With apartments, it's similar, but here we have several trends. For the fast-moving matter, for all those folder-like ni hotels, ni pubs, ni apartments, more status symbols than dwellings, the background is the still-life of the premises with furniture, wallpaper, pavilion and PRL-transformation gallantry. To be viewed on real estate portals.

There are also quite a few contemporary interiors, on the loose, with color and a slight flare, decorated gradually, with or without the cooperation of an architect, but such pleasant views are not likely to be found on interior pornography sites. And there are quite a few of these sites. Google the phrase „interior porn design.” The effects are plentiful, unlike „exterior porn design,” which the search engine spits out only once.

We don't have much heart for the outdoors, even if lately a little more Poles are walking the streets and parks or getting on public transportation, which, to the surprise of cured autoholics, is not a barn on wheels. We have as many studios making good communal spaces as two, top three cats. Decision makers who are aware of what these spaces should be—also on the scale of cat sobs.

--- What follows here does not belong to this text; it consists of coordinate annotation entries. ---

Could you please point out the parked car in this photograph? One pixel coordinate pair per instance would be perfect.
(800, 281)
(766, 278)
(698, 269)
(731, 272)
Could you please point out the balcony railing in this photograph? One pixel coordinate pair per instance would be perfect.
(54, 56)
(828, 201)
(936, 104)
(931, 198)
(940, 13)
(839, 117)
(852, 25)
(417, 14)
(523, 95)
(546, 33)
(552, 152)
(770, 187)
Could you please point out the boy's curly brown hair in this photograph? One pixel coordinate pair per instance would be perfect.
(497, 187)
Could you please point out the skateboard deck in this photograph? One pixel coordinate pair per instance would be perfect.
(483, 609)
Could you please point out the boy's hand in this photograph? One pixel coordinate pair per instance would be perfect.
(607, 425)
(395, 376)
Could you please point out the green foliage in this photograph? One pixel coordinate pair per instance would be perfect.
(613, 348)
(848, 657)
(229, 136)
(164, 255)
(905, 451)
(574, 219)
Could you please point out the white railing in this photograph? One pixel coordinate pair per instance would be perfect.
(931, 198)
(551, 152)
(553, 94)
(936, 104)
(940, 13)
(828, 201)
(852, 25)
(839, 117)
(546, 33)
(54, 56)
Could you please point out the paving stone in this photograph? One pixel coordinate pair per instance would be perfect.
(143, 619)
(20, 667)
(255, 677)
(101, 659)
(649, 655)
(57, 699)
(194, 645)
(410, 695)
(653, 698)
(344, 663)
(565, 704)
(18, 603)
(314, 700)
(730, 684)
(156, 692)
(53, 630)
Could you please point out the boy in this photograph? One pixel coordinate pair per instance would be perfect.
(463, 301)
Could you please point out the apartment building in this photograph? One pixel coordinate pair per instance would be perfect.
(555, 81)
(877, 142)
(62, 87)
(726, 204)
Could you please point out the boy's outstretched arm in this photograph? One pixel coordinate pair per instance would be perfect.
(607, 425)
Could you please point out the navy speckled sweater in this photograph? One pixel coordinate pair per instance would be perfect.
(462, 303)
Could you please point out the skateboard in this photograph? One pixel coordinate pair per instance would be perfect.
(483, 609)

Yes, progress is being made, there is light at the end of the tunnel, some squares, streets and promenades are beginning to look and function as they should, some are even the subject of childish disputes and wars, but the Haussmann-Gehler revolution is probably still to come. And that too, provided that compatriots remember what legs are for, and that even if they were to go out on the town not to live normally, but to expose their status. Because the aspirational, let's call it, middle class (from rich youngsters to former hipsters to aging beneficiaries of the transformation), often doesn't so much dress up in our country as dress up, expose themselves, promote themselves, but they are unlikely to have cafe discussions about science or culture. Too polished, too branded, in general—one hundred and ten percent. Just like the suites and bars she licks and licks. Apparently, that's how she understood the maxim that it's the interior that matters most.